The data explored above suggests that — contrary to the popular narrative that China’s rise heralds a new bipolar competition — the world is entering a period of unbalanced multipolarity, suggesting the rising importance of second-rank powers such as Japan, the United Kingdom, Germany, India, Turkey, or France. The United States cannot create multipolarity or bipolarity, but in this situation of unbalanced multipolarity, it can promote and emphasize either the more multipolar elements of the international system or the more bipolar U.S.-China competition. Despite the narrowing power gap between China and the United States, particularly in economic terms, current U.S. strategy both leans into open competition with China and resists multipolarity. In practice, Washington is suppressing the capabilities and influence of allied middle powers, by perpetuating an alliance model in which the United States provides security for these states, and in which they have little incentive to develop their own capabilities. In this, Washington is leaning toward bipolar competition — not a good strategy for a multipolar world. 
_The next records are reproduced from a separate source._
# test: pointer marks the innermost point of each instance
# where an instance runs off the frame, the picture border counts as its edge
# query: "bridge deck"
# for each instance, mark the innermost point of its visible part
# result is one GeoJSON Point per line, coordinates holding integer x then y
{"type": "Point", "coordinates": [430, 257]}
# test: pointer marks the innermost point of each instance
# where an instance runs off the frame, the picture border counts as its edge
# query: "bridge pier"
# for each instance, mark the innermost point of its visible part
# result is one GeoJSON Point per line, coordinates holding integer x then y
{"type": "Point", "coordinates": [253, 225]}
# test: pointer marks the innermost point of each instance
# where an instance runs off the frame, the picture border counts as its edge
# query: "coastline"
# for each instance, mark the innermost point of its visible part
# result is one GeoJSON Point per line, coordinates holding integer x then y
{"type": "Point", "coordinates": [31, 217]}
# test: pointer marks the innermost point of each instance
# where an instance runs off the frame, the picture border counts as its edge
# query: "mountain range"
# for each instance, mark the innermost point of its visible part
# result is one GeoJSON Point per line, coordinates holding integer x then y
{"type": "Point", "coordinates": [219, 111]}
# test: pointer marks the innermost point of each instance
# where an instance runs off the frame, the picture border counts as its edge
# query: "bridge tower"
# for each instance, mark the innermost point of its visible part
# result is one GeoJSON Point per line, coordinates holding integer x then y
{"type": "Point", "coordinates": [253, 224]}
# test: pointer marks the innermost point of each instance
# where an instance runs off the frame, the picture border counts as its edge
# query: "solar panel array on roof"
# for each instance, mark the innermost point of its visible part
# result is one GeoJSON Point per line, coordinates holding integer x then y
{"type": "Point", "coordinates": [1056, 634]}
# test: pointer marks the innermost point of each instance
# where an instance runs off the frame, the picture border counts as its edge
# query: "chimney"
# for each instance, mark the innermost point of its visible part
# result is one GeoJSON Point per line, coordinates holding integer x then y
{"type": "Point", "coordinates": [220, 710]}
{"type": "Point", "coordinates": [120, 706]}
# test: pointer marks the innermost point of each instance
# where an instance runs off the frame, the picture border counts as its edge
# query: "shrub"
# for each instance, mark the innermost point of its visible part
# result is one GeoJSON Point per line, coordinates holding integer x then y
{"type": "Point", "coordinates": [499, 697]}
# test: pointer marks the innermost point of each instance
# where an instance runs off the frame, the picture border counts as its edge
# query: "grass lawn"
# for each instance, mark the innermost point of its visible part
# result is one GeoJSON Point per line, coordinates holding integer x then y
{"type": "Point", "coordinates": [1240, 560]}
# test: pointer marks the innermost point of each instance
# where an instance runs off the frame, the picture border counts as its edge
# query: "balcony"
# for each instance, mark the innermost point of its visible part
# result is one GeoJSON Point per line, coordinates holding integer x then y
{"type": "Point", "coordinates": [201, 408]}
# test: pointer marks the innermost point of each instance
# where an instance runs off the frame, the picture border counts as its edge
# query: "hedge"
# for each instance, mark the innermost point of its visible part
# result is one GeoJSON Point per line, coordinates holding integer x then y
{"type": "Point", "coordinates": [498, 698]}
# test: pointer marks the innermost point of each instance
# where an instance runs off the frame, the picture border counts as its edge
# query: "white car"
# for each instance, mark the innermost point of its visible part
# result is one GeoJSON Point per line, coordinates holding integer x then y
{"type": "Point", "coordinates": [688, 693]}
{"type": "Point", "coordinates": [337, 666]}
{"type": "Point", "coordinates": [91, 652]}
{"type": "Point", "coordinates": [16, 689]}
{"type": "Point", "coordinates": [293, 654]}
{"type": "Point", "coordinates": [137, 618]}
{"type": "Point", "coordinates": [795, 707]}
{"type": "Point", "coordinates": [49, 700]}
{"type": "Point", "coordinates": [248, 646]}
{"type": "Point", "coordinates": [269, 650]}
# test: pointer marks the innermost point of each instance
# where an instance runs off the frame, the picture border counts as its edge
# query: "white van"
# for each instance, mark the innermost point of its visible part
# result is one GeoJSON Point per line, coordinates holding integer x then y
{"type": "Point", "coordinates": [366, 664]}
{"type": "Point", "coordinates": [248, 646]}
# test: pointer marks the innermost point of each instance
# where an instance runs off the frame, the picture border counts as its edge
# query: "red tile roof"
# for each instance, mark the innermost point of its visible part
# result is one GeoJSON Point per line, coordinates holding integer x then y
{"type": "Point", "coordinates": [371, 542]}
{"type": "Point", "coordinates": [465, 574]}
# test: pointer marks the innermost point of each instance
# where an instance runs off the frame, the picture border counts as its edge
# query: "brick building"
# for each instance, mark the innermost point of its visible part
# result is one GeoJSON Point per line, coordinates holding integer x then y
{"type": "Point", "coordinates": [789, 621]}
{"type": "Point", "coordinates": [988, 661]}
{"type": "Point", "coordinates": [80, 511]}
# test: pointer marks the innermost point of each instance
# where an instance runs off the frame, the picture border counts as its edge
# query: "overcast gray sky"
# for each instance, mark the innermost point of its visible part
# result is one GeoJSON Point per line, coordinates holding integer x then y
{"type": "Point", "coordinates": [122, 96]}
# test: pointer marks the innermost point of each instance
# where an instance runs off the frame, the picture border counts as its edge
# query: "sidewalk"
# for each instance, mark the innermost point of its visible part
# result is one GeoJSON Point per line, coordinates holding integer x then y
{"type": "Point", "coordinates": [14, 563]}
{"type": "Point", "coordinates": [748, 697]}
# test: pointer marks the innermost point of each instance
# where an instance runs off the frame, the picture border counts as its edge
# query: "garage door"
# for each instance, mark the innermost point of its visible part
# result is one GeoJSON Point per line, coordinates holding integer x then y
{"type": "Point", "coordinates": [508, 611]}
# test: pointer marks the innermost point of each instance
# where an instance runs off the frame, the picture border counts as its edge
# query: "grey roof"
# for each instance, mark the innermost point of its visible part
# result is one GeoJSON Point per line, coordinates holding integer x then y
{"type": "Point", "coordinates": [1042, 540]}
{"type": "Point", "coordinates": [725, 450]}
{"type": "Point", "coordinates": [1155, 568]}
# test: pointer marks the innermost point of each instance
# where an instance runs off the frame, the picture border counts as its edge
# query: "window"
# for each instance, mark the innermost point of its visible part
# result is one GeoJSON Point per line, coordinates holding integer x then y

The Biden administration’s approach to a shifting global balance of power is clear: Bolster American leverage by building an anti-China coalition, emphasizing closer military and technical cooperation between allies across Europe and Asia, and attempting to build a global bloc of democracies — or at least of “like-minded” countries — oriented against authoritarian revisionists. As the 2022 National Security Strategy (NSS) states, “. . . we need to produce dramatically greater levels of cooperation. The key to doing this is to recognize that the core of our inclusive coalition are those partners who most closely share our interests. America’s treaty alliances with other democratic countries are foundational to our strategy. . . ”42 This approach is then paired with economic statecraft to contain China economically, undermining Chinese access to key global markets, restricting transfer of advanced technologies, and promoting “ally-shoring” to move supply chains away from China. Under Biden, in short, the United States plans to re-run the Cold War playbook, leaning into a global bipolar competition with China, attempting to restrain China’s rise, and hoping that the strength of allies and partners can compensate for America’s waning relative power.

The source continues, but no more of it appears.